The two challenges that lay before governments are not radical. They are not unreasonable, particularly when compared with the institutional arrangements that exist in comparable liberal democracies.

The third challenge is to Aboriginal and Torres Strait Islander peoples. It is a challenge I apply to myself.

To seize the opportunity in front of us, we must act in our collective interests.

We must demand that governments apply the commitments in the National Agreement on Closing the Gap to all its interactions with us, our organisations, and communities.

A benchmark of shared decision-making has been established in the National Agreement.

We must only engage with governments when they demonstrate they are prepared to meet it.

We are the best form of accountability, and we must hold governments to account.

In considering how we take forward the government’s proposal for a Voice, we mustopenly debate the options in front of us.

The National Press Club

The National Press Club in Canberra.

We cannot be single minded, rejecting or talking down the efforts or ideas of others. A pursuit of a singular vision will only limit what is possible.

Anything less will leave us vulnerable to a short-term structure that can be dismantled following an election or the receipt of uncomfortable advice.

We are at a critical juncture.

As a nation we face many challenges, but one of the more significant relates to how First Nations peoples are acknowledged and heard.

If you have truly heard me today, as an Aboriginal person, some of the things I have said will be difficult and should challenge you.

I am not here to make you comfortable. Change does not happen when we are comfortable.

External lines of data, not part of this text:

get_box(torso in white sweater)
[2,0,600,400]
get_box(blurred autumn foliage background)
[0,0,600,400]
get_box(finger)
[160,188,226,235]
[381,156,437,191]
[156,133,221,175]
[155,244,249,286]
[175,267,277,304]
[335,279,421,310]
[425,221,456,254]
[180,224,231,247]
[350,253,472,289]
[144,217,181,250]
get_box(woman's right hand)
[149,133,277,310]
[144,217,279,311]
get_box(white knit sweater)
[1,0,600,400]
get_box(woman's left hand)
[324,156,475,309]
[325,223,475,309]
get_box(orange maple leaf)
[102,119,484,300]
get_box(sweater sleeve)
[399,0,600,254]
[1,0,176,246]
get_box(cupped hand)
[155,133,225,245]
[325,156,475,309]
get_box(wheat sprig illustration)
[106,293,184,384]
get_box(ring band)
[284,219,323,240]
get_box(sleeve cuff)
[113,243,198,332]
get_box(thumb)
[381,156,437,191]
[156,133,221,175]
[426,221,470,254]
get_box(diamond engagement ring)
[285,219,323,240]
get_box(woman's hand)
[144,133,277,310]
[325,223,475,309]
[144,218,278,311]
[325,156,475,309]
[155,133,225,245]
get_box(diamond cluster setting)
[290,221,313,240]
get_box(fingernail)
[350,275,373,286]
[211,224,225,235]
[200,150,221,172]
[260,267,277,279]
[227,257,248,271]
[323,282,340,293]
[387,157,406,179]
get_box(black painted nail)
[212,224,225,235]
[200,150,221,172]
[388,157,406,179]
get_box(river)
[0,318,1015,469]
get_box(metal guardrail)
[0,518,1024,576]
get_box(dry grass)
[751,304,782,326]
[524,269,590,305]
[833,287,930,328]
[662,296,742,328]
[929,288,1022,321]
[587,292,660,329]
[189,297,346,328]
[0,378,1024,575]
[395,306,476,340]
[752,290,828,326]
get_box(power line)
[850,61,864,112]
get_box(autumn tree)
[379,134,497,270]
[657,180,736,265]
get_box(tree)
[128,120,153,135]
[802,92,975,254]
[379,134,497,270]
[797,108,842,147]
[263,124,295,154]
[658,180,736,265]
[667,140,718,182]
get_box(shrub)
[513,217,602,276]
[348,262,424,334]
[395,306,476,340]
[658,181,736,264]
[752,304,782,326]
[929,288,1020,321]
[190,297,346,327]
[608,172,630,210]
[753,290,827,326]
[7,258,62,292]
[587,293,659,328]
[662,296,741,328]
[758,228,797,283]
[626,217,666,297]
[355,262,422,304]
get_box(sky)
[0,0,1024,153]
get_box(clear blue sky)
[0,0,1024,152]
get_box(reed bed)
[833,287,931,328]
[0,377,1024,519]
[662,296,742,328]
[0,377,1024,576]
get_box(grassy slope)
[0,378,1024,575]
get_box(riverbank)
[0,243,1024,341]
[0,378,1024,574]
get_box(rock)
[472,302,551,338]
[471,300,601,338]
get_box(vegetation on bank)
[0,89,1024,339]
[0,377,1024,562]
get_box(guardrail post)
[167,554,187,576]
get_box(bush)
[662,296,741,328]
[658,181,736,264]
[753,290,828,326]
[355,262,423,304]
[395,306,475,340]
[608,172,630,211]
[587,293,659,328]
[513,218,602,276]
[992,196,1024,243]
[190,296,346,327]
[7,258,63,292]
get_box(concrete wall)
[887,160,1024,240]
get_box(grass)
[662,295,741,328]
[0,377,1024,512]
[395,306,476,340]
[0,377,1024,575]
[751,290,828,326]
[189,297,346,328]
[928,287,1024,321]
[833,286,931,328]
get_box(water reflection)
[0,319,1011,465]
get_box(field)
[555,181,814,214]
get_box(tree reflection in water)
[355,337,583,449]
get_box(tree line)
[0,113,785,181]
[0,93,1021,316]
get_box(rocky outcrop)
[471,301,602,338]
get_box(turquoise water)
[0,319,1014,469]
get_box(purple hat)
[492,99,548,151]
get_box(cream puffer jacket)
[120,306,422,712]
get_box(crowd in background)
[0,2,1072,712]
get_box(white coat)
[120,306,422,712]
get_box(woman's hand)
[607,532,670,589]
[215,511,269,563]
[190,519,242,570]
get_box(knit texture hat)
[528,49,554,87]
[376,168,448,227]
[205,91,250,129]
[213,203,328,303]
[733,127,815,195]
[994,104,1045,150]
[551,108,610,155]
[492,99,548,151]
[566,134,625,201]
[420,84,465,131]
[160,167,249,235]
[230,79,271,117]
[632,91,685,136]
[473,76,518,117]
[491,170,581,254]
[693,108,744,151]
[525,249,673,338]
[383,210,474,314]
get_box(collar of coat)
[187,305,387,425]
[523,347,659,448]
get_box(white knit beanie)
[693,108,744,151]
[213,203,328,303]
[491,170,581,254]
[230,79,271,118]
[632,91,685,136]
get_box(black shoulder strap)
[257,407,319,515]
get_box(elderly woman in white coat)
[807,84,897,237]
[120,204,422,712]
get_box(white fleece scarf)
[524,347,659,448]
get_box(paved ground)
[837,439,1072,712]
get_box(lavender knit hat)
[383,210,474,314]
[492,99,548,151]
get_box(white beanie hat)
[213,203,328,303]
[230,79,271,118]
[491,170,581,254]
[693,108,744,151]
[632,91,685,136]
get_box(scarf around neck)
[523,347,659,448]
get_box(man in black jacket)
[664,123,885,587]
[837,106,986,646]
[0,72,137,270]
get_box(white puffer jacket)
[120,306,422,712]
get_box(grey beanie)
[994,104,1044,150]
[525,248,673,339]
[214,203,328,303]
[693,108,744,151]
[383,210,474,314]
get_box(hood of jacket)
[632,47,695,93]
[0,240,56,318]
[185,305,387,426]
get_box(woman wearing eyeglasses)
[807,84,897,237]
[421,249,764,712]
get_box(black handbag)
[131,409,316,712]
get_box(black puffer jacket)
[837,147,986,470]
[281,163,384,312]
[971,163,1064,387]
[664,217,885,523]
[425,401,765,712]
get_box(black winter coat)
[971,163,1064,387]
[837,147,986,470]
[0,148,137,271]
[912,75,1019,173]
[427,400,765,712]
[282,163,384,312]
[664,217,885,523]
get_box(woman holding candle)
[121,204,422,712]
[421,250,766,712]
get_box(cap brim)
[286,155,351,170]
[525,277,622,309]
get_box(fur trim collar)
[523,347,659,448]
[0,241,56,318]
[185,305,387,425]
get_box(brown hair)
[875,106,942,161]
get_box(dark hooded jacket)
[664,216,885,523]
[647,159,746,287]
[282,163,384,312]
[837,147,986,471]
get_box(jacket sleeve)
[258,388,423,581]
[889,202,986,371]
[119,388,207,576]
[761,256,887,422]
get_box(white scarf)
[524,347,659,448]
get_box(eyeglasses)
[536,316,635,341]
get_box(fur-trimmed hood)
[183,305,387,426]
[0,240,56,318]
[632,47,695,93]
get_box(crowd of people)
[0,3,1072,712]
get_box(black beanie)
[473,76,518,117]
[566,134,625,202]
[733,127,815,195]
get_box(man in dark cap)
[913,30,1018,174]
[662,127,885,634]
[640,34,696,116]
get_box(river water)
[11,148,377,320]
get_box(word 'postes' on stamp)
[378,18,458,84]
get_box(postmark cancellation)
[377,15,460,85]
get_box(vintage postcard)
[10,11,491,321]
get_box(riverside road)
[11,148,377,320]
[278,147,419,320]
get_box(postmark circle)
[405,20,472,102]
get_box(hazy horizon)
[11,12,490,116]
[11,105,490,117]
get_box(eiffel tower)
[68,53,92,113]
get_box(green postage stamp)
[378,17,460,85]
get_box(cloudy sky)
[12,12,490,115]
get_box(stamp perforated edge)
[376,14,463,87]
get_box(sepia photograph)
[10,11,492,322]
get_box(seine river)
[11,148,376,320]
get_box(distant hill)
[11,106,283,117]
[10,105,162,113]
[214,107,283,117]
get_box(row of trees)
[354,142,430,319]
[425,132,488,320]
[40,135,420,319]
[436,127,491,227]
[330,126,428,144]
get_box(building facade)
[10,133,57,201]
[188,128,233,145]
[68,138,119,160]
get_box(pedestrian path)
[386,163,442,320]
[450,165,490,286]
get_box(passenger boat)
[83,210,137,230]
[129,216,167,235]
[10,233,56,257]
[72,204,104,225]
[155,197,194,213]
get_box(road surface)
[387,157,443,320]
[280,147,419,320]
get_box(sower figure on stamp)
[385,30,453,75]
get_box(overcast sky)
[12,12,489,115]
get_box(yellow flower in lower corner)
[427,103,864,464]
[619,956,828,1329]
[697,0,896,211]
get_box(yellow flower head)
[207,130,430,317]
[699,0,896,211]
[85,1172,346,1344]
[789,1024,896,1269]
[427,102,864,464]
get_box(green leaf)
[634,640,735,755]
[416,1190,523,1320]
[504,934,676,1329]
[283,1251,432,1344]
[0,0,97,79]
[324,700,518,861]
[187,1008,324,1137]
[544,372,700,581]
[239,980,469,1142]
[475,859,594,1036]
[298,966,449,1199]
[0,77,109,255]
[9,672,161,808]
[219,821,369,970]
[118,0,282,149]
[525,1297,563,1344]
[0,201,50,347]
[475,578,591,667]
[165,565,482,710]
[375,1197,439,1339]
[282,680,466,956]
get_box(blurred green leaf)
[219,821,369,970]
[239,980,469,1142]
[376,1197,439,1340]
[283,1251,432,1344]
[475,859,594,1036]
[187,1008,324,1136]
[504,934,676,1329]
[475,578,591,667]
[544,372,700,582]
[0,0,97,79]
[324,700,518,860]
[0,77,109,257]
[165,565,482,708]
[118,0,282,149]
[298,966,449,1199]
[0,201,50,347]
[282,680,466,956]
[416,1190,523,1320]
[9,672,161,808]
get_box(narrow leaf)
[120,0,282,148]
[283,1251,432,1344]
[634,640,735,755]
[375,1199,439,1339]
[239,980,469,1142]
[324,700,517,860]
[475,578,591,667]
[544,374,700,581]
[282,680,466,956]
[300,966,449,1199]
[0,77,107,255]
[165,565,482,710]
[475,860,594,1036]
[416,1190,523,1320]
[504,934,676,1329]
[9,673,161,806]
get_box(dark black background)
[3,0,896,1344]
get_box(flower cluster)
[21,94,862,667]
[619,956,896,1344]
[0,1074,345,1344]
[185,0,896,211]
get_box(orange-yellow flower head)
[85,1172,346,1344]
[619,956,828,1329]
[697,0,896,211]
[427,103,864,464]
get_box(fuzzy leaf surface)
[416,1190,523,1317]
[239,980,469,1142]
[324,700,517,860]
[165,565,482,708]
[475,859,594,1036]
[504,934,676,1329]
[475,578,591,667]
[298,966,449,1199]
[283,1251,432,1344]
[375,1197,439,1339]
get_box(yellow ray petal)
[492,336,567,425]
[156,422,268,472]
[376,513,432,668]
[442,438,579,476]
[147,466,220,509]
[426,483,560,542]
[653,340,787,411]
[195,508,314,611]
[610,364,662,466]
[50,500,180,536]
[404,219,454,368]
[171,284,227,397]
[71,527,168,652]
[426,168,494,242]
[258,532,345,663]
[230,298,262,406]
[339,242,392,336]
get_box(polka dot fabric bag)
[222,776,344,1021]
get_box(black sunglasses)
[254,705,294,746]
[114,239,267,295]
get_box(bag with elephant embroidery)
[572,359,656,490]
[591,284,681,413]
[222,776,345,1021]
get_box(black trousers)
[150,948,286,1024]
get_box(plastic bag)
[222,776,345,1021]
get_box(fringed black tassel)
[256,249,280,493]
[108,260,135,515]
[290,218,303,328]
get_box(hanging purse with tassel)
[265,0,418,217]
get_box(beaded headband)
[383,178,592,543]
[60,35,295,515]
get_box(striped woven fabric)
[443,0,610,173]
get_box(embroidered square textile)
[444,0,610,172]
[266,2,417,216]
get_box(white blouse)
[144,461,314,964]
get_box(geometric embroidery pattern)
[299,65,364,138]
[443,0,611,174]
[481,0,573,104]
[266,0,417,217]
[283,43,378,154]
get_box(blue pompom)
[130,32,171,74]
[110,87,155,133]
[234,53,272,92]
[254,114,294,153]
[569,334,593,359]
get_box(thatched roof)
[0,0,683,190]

It is also not comfortable for me. The life of an Indigenous person, struggling with the cry of our people to be heard, is not an easy one. And speaking out is rarely received by applause.

My uncle, Charles Perkins, who was also my mentor, never lived a comfortable life.

Charlie was a fearless spokesperson. He said what needed to be said, at the time it needed to be said.

His life was uncomfortable, and he made all Australians uncomfortable.
But progress was made because all of us were prepared to listen and respond.

We need to do the same now in facing the challenges and opportunities that are before us.

We need to apply the new benchmark that has been set on Closing the Gap and extend it to how we respond to the Uluru Statement from the Heart.

If First Nations peoples are not able to be heard, Australia will continue to be diminished at home and in the world.